Jeff geht in Michigan mittlerweile nebenbei einer geregelten Arbeit als Elektriker nach, während Dave eine Eishockey Arena in Pennsylvania betreibt.

Doch kommen wir zurück zum Film. Der Streifen wurde in erster Linie in Johnstown gedreht, doch auch Utica im Westen des Bundesstaates New York, Hamilton und Syracuse waren Stationen. An einem Tag benötigte Regisseur Hill zahlreiche Statisten für die Aufnahmen während eines Spieles. Eine Ausschreibung in Syracuse honoriert mit US$ 2,30 pro Stunde sorgte für ein wahres Chaos. Jeder wollte dabei sein, aber weniger beim Film oder wegen des Geldes, sondern um Paul Newman zu sehen. Der hatte bei den gesamten Dreharbeiten keinerlei Starallüren gezeigt. "Er war sehr unkompliziert und freundlich und überhaupt nicht abgehoben. Er adoptierte uns mehr oder weniger, indem er uns seine 'Kids' nannte", schwärmt Dave.

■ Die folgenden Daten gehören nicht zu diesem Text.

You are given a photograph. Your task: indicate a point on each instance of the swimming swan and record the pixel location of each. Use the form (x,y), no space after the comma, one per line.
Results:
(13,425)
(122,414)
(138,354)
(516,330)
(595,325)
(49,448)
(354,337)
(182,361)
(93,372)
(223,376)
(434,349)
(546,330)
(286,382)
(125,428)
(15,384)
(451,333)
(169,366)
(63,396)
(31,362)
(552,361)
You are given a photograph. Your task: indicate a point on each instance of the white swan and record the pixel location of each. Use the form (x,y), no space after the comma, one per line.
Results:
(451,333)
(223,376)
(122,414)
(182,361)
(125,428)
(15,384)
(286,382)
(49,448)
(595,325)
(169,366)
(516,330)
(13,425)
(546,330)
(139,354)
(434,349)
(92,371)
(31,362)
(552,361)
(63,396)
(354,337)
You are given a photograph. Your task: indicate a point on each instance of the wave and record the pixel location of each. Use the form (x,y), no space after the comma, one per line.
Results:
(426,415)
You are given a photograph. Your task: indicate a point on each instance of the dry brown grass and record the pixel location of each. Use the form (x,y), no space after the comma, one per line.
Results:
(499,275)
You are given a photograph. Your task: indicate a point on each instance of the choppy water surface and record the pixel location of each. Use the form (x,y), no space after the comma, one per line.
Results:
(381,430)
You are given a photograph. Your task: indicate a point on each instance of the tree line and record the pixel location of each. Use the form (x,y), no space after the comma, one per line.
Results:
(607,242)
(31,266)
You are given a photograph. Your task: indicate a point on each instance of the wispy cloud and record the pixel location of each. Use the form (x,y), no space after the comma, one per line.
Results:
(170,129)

Auch Hill gab trotz seiner umfangreichen Filmerfahrungen den Eishockeyspieler bei der Gestaltung der Spielszenen weitgehend freie Hand in ihrem Tun. Dies machte das Movie so realistisch und deswegen auch beliebt bei heute aktiven NHL-Stars. "Brett Hull, Chris Chelios, Wayne Gretzky und Mark Messier - sie alle haben bei unseren zahlreichen Touren durch das Land ihre Aufwärmübungen unterbrochen, um die Möglichkeit zu haben, sich mit uns fotografieren zu lassen", erzählt Steve. Eine Überraschung der besonderen Art erlebten die drei in Phoenix. "Wir machten eine Radio Show in Phoenix", erinnert sich Jeff, "als ein anonymer Zuhörer aus einer Telefonzelle anrief und begann die Reihen der Chiefs im Film aufzusagen. Er offenbarte seinen Namen auch nicht, als der Moderator anfing alle möglichen Fragen über 'Slap Shot' zu stellen und er alle problemlos beantwortete. Wir alle fragten uns, wer das sei und als wir nicht mehr auf Sendung waren, outete er sich als Keith Tkachuk. Wir sollten seinem Trainer nicht verraten, warum er nun zu spät zum Training kommen werde".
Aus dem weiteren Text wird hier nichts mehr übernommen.